The FINANCIAL — The British labor market continued to strengthen during the first quarter of 2015, official figures show, despite a slowdown in the pace of economic growth, according to Nasdaq.
The jobless rate in the U.K. was 5.5% in the three months to March, the Office for National Statistics said on May 13, the lowest since mid-2008. During the same period, pay rises picked up: Average weekly earnings increased an annual 1.9% including bonuses and 2.2% when only regular pay is taken into account.
Economists expect wages to keep rising throughout 2015, as falling unemployment gives employees more leverage to negotiate pay packets: Although the jobless rate keeps falling, the drop in the actual number of unemployed during the first quarter of 2015 was the smallest since mid-2013.

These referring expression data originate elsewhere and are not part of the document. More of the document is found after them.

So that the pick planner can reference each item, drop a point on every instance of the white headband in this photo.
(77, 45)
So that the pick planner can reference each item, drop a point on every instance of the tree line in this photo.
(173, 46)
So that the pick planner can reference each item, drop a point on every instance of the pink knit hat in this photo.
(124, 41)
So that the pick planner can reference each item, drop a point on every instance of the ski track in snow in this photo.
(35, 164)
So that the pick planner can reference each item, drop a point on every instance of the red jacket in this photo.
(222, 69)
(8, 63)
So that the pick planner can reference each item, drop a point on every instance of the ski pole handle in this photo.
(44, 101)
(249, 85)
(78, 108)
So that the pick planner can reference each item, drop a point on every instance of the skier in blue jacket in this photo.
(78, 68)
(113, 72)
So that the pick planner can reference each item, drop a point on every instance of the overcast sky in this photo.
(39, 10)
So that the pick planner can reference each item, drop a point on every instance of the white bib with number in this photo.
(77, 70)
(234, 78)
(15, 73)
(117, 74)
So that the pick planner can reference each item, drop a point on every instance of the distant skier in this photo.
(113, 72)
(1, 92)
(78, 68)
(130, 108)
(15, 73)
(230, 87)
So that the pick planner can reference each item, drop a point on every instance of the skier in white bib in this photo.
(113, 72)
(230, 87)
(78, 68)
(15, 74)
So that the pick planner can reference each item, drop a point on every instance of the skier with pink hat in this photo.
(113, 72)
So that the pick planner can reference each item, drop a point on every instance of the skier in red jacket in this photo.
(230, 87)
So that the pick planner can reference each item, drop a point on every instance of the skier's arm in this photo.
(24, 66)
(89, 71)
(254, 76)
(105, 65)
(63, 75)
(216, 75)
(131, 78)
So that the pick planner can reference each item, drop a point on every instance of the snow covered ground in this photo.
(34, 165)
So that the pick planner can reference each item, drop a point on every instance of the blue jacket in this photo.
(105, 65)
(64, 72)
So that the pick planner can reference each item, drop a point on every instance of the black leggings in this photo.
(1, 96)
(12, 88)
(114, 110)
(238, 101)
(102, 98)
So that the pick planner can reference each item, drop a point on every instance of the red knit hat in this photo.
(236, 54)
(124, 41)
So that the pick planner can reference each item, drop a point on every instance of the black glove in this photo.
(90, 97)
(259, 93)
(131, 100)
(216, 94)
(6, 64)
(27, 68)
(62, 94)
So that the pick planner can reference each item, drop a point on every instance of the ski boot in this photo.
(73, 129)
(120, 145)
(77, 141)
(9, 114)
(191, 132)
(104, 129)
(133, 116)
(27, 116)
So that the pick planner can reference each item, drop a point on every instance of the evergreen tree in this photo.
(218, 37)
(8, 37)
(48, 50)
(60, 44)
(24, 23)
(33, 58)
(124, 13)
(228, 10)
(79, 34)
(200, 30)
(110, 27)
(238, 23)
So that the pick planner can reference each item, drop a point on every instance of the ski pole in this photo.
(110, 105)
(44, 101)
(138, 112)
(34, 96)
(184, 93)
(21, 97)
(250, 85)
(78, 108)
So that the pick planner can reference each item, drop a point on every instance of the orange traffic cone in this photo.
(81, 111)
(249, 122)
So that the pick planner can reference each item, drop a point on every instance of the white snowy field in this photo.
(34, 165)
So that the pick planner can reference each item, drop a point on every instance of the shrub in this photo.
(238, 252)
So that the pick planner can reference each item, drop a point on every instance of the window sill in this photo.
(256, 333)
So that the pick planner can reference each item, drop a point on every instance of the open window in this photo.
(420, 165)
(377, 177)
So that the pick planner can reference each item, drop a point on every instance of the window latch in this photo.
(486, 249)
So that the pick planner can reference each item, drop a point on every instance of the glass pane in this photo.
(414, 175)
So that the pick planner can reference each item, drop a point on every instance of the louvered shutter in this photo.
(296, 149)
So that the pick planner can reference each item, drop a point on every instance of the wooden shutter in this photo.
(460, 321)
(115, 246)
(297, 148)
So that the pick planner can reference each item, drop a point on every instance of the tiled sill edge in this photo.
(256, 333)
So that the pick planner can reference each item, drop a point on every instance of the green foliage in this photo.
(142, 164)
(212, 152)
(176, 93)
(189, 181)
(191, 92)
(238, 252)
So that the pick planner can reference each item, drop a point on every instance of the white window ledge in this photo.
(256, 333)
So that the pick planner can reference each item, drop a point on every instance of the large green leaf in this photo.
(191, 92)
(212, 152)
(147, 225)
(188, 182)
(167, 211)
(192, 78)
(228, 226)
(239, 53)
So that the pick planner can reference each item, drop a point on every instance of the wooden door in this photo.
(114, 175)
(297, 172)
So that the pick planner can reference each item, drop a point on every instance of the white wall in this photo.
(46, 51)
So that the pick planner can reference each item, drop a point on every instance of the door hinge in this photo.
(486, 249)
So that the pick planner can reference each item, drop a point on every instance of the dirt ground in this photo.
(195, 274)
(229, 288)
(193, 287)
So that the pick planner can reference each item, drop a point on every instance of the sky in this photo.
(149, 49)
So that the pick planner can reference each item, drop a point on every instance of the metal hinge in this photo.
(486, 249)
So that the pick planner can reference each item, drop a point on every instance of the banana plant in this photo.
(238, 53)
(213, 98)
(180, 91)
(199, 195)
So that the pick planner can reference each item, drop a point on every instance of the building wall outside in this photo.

As prices remained subdued–inflation was flat in March–pay growth translated into hefty rises in living standards. Once inflation is stripped out, single-month rises in regular earnings were the strongest since September 2007, according to official figures.
However, living standards remain below where they were at the start of the downturn. Official data for 2014 shows that the disposable income of households–money families have after the effect of taxes and inflation–rose only 0.1% during the year.
Workers in the U.K. have only recently seen their living standards start to recover after a five-year squeeze, but the improvement has been mostly due to the sharp drop in global prices of oil and food.
Nevertheless, fatter paychecks and job growth add to hopes that consumers in the U.K. will keep driving the economy throughout 2015, after official estimates showed gross domestic product grew at a slower pace in the first quarter.
Analysts warn that a long-term improvement of living standards will depend on productivity growth. Britain’s productivity levels, which are a key gauge of economic efficiency, have remained disappointingly low in recent years: According to the ONS, labor productivity in the U.K. was 17% below the average of the Group of Seven leading nations in 2013, the widest gap in more than two decades.